By Jonathan Ellis, Systems Architect

Unprecedented data volumes are driving businesses to look at alternatives to the traditional relational database technology that has served us well for over thirty years.  Collectively, these alternatives have become known as “NoSQL databases.”

The fundamental problem is that relational databases cannot handle many modern workloads.  There are three specific problem areas: scaling out to data sets like Digg’s (3 TB for green badges) or Facebook’s (50 TB for inbox search) or eBay’s (2 PB overall), per-server performance, and rigid schema design.

Businesses, including The Rackspace Cloud, need to find new ways to store and scale large amounts of data. I recently wrote a post on  Cassandra, a non-relational database we have committed resources to. There are other non-relational databases being worked on and collectively, we call this the “NoSQL movement.”

The “NoSQL” term was actually coined by a fellow Racker, Eric Evans when Johan Oskarsson of Last.fm wanted to organize an event to discuss open source distributed databases. The name and concept both caught on.

Some people object to the NoSQL term because it sounds like we’re defining ourselves based on what we aren’t doing rather than what we are. That’s true, to a degree, but the term is still valuable because when a relational database is the only tool you know, every problem looks like a thumb.  NoSQL is making people aware that there are other options out there. But we’re not anti-relational-database for when that really is the best tool for the job; it’s “Not Only SQL,” rather than “No SQL at all.”

One real concern with the NoSQL name is that it’s such a big tent that there is room for very different designs.  If this is not made clear when discussing the various products, it results in confusion.  So I’d like to suggest three axes along which to think about the many database options: scalability, data and query model, and persistence design.

I have chosen 10 NoSQL databases as examples.  This is not an exhaustive list, but the concepts discussed are crucial for evaluating others as well.

Scalability

Scaling reads is easy with replication, so when we’re talking about scaling in this context, we mean scaling writes by automatically partitioning data across multiple machines.  We call systems that do this “distributed databases.”  These include Cassandra, HBase, Riak, Scalaris, Voldemort, and more.  If your write volume or data size is more than one machine can handle then these are your only options if you don’t want to manage partitioning manually.  (You don’t.)

There are two things to look for in a distributed database: 1) support for multiple datacenters and 2) the ability to add new machines to a live cluster transparently to your applications.

Non-distributed NoSQL databases include CouchDB, MongoDB, Neo4j, Redis, and Tokyo Cabinet.  These can serve as persistence layers for distributed systems; MongoDB provides limited support for sharding, as does a separate Lounge project for CouchDB, and Tokyo Cabinet can be used as a Voldemort storage engine.

Data and Query Model

There is a lot of variety in the data models and query APIs in NoSQL databases.

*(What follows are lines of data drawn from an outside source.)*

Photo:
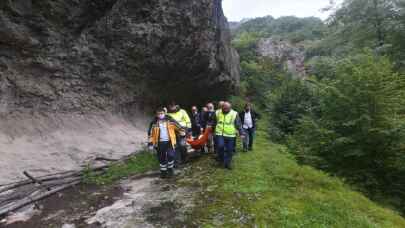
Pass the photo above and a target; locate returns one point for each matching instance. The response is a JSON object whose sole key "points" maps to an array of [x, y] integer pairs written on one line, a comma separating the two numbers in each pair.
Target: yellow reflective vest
{"points": [[182, 118], [226, 124]]}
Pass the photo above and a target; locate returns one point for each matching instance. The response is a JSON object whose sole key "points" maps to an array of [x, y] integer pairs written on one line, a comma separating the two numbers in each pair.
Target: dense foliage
{"points": [[348, 115], [360, 132]]}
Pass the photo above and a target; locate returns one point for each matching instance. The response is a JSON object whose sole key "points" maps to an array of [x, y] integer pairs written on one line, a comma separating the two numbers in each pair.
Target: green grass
{"points": [[267, 188], [139, 163]]}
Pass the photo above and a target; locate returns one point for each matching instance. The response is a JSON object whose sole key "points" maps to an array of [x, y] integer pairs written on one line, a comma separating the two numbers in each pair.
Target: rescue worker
{"points": [[209, 117], [162, 136], [220, 104], [181, 116], [195, 122], [227, 125], [249, 121]]}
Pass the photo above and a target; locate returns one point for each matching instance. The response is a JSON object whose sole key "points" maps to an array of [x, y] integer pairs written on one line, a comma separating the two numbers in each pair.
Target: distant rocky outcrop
{"points": [[292, 56]]}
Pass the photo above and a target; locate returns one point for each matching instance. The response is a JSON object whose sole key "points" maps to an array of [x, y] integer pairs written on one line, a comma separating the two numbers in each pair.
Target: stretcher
{"points": [[200, 141]]}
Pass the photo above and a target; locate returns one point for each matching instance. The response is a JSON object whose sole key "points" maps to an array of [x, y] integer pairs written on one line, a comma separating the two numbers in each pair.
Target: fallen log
{"points": [[32, 199], [37, 181]]}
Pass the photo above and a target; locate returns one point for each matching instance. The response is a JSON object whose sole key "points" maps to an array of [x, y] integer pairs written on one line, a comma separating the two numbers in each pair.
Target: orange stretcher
{"points": [[201, 141]]}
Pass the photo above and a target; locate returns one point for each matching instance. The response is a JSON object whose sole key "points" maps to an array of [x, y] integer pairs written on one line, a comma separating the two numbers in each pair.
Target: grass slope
{"points": [[267, 188]]}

(Respective Links: Thrift, map/reduce views, Thrift, Cursor, Graph, Collection, Nested hashes, get/put, get/put, get/put)

Some highlights:

The columnfamily model shared by Cassandra and HBase is inspired by the one described by Google’s Bigtable paper, section 2.  (Cassandra drops historical versions, and adds supercolumns.) In both systems, you have rows and columns like you are used to seeing, but the rows are sparse: each row can have as many or as few columns as desired, and columns do not need to be defined ahead of time.

The Key/value model is the simplest and easiest to implement but inefficient when you are only interested in querying or updating part of a value.  It’s also difficult to implement more sophisticated structures on top of distributed key/value.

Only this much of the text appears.